Les villageois commentent aussi que le KFCP les a aidés à faire un plan du village mais, là aussi, un leader se plaint : les représentants du KFCP ont bien organisé des réunions et laissé les gens dire ce qu’ils pensaient, mais ils ont tenu à imposer leur propre programme en disant qu’ils allaient « améliorer » le plan proposé par la communauté. Ensuite ils ont demandé au chef du village de signer le plan « amélioré ». Le villageois qui a raconté ceci a dit que, pour cette raison, il avait démissionné de son poste de secrétaire du village. Il affirme que le KFCT n’a jamais présenté la carte définitive de la zone du projet ni le plan « amélioré », et que le programme n’est pas basé sur les demandes de la communauté mais plutôt sur les caractéristiques écologiques de la zone.

En résumant, les villageois entendus estiment que si le projet organise des réunions avec les communautés c’est surtout pour obtenir leurs signatures sur la liste de présence.
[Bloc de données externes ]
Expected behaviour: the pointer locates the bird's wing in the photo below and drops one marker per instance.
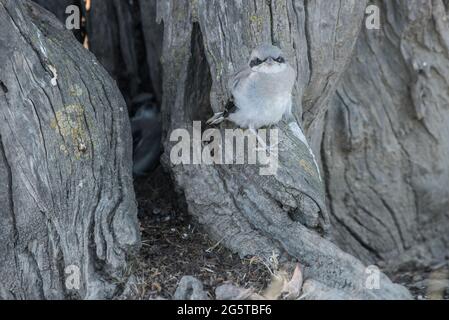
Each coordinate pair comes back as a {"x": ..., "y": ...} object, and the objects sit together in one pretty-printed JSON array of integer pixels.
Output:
[{"x": 238, "y": 78}]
Ils racontent qu’après plusieurs réunions normales, le KFCP a voulu organiser quelque chose de différent, et les villageois ont suggéré une présentation de danses traditionnelles. Or, le spectacle, organisé par le KFCP, n’était pas traditionnel et, en plus, il n’était pas approprié pour les enfants. Et même pour cette activité il y avait une liste de présence.

Moins de déforestation ?

Les villageois disent que les incendies de forêt continuent et que le KFCP ne fait rien pour les arrêter. Avec des gens de Mantangai Hulu, nous avons visité un endroit qui avait été brûlé par des gens de l’extérieur pour obtenir un arbre de prix et le vendre sur le marché intérieur. Le feu est utilisé pour brûler les herbes, de manière à pouvoir identifier les arbres et les extraire. Bien que certaines personnes de la communauté y participent, ils en tirent très peu de profit. Les principaux bénéficiaires sont les gens de l’extérieur qui contrôlent l’affaire.

Une méthode traditionnelle pour combattre les incendies de forêt

Les Dayak ont un système traditionnel de bassins qu'on appelle « beje » ; ces bassins sont creusés près du fleuve Kapuas pour avoir des poissons lorsque le niveau de l'eau descend à la fin de la saison des pluies. En plus des poissons, ce système traditionnel a l'avantage de fournir de l'eau pour l'irrigation, et il permet aussi de combattre les incendies de forêt. Un villageois, qui travaille maintenant pour le KFCP, a dit qu'il pouvait gagner avec ce système davantage d'argent que ce qu'il recevait en tant qu'employé du projet.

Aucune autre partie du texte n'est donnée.